Beth had been going through her cancer journey for a long time. She was first diagnosed with throat cancer in September of 2017, but she had surgery at the time and was declared cancer free. She was again diagnosed at the end of 2018, this time with Stage 4 lung cancer. Even though Beth was really open about the struggles of battling cancer in the public eye, she was not totally clear about how she is being treated.
On Mother's Day, in Beth's final public speaking appearance, Beth told congregants at the Source Church in Bradenton, Florida, that she is not undergoing chemotherapy and that she's really putting her faith in God as she battles the disease. "This is the ultimate test of faith," Beth said during the event. "It is the evidence of things hoped for, and it is the substance of things not known. And although chemotherapy is not my bag, people, sorry, that's not for me. So for me, this is the ultimate test of faith."

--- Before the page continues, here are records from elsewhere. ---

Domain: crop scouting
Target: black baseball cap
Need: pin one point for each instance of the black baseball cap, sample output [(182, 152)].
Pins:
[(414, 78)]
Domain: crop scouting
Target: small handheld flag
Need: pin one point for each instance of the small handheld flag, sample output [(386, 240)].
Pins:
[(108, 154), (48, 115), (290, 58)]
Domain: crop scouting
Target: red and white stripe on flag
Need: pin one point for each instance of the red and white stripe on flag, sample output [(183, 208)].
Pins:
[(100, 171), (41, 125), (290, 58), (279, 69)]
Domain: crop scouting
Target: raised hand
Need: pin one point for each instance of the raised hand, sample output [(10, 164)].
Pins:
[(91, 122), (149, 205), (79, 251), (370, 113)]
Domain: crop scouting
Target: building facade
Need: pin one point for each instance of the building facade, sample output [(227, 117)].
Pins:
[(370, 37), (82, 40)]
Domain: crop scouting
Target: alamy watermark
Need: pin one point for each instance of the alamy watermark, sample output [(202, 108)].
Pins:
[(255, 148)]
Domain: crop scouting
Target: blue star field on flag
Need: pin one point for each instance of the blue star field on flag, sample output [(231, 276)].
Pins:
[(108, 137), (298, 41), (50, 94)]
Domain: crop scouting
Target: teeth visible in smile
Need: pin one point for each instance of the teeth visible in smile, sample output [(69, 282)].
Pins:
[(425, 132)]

For a long time, chemotherapy was considered the standard of care for people with stage 4 lung cancer but times have changed over the past decade or so. Precision medicine, or matching treatment to the biology and characteristics of a specific tumor, has made major headway when it comes to treating advanced lung cancer. Targeted therapy seeks out very specific cancer cells and leaves the healthy cells alone. Chemotherapy tends to cause a lot of collateral damage because it kills all fast-growing cells both healthy and cancerous.